# 5.7. Impedance Matching¶

The impedance in the antenna’s main RLC circuit is not well matched to 50 $$\Omega$$. The induced voltage is highly reflected if connected directly to a 50 $$\Omega$$ input. One way to improve the matching is to use a secondary coil or a so called pick-up coil next to the main coil [Koskimaa, 2016].

## 5.7.1. Pick-up Coil¶

The pick-up coil will act as an impedance transformer. The impedance transformer transforms the main coil impedance and voltage into the secondary coil according to the equation

(5.19)$\frac{N_2}{N_1} = \frac{U_2}{U_1} = \sqrt{\frac{Z_2}{Z_1}}$

When the pick-up works as intended the output voltage from the decreased secondary coil voltage is still higher than the original main coil output voltage due to the improved matching.

When inductors are coupled a current change in one inductor induces a voltage in the second inductor. The mutual inductance between the inductors is defined as

(5.20)$M = k \sqrt{L_1 L_2}$

where k is the coupling coefficient. The equivalent circuit of two coupled inductors is a T-circuit shown in figure below. Fig. 5.17 : Equivalent circuit of two coupled inductors.

The voltage over the two coils can be expressed with the mutual inductance as the following:

(5.21)$\begin{split}\begin{array}{c} U_1 = j \omega (L_1 I_1 + M I_2)\\ U_2 = j \omega (M_1 I_1 + L_2 I_2) \end{array}\end{split}$

The coupling coefficient of the two coils can be measured by changing the secondary coil from open circuit to shorted and observing the change in the resonant frequency. When the second coil is shorted the voltage in the secondary coil becomes zero and the current will be

(5.22)$I_2 = -\frac{MI_1}{L_2}$

By inserting this into the voltage equation of the primary coil in equation U1_U2

(5.23)$U_1 = j\omega L_s I_1$

where L_s is the apparent/measured inductance over the primary coil when the secondary coil is shorted. Now the mutual inductance squared can be written as

(5.24)$M^2 = L_2 (L_1 - L_s)$

Using this the coupling coefficient becomes

(5.25)$k = \frac{M}{\sqrt{L_1 L_2}} = \sqrt{1-\frac{L_s}{L_1}} = \sqrt{1-\biggl( \frac{f_0}{f_s} \biggr)^2}$

where f_0 and f_s are the resonance frequencies related to the inductances L_1 and L_s according to resonance frequency of the RLC with the secondary coil open and shorted, respectively.

The impedance at the antenna output is Z_2. A portion of the pick-up voltage U_2 is reflected at the antenna output according to equation

(5.26)$\Gamma = \frac{Z_L - Z_2}{Z_L + Z_2}$

where the load impedance is 50 $$\Omega$$. The output voltage of the antenna is [Koskimaa, 2016]

(5.27)$U_{out} = (1-\Gamma)U_2$

## 5.7.2. Transformer Coupling¶

Bachman investigated a low-impedance loop with coupling transformer and explained the transformer parameters in terms of the circuit and transformer coupling coefficients in 1945. The gain of the transformer coupled loop system was analysed.

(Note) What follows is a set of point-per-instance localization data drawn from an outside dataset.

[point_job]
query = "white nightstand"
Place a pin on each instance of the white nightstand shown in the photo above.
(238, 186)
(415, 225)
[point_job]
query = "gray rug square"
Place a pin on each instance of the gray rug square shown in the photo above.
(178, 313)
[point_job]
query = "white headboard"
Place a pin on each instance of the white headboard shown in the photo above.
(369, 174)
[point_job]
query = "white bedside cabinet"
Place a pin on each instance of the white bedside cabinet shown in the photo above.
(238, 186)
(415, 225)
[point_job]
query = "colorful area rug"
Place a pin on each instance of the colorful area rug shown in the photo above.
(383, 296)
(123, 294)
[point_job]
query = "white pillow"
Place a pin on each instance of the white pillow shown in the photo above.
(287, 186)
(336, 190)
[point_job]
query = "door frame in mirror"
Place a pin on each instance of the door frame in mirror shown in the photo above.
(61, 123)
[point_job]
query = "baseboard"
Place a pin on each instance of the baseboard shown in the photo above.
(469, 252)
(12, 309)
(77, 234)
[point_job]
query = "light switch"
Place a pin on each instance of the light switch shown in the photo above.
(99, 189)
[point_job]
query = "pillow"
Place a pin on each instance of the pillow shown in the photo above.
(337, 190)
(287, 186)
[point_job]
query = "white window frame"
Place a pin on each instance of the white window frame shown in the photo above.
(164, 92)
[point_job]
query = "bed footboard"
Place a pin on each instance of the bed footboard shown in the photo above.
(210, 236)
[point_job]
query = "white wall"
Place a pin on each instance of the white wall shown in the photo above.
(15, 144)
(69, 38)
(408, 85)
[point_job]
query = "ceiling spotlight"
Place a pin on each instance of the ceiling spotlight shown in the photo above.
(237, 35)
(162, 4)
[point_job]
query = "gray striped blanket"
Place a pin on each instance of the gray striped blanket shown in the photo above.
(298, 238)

The low-impedance transformer-coupled loop and a high-impedance loop connected directly to the same tuning capacitor was compared. He concluded that an ideal transformer-coupled loop has 38.4% of the gain from a direct-connected loop of the same area, assuming the same Q in the transformer secondary as in the direct connected loop. In Fig. 5.18 the low-impedance loop coupling-transformer circuit was shown . Fig. 5.18 : Low-impedance loop coupling-transformer circuit.

In 1948 Fratianni investigated methods of coupling loops to receivers that transformer-coupled and direct connected as shown in Fig. 5.19. Mathematical analysis and theoritical treatment of transformer-coupled was done. Coupling design for maximum voltage amplification and optimum signal-to-noise ratio was studied. In order to show the effects of parameters on circuit performance eight conditions were built. All direct coupled cases were better than transformer-coupled cases with regard to signal-to-noise ratio. Only two transformer-coupled sets better than direct coupled sets for voltage amplification basis. He also noted that if a long cable length was required, transformer-coupled circuits could be preferred . Fig. 5.19 : Transformer-coupled and direct connected receiving loops.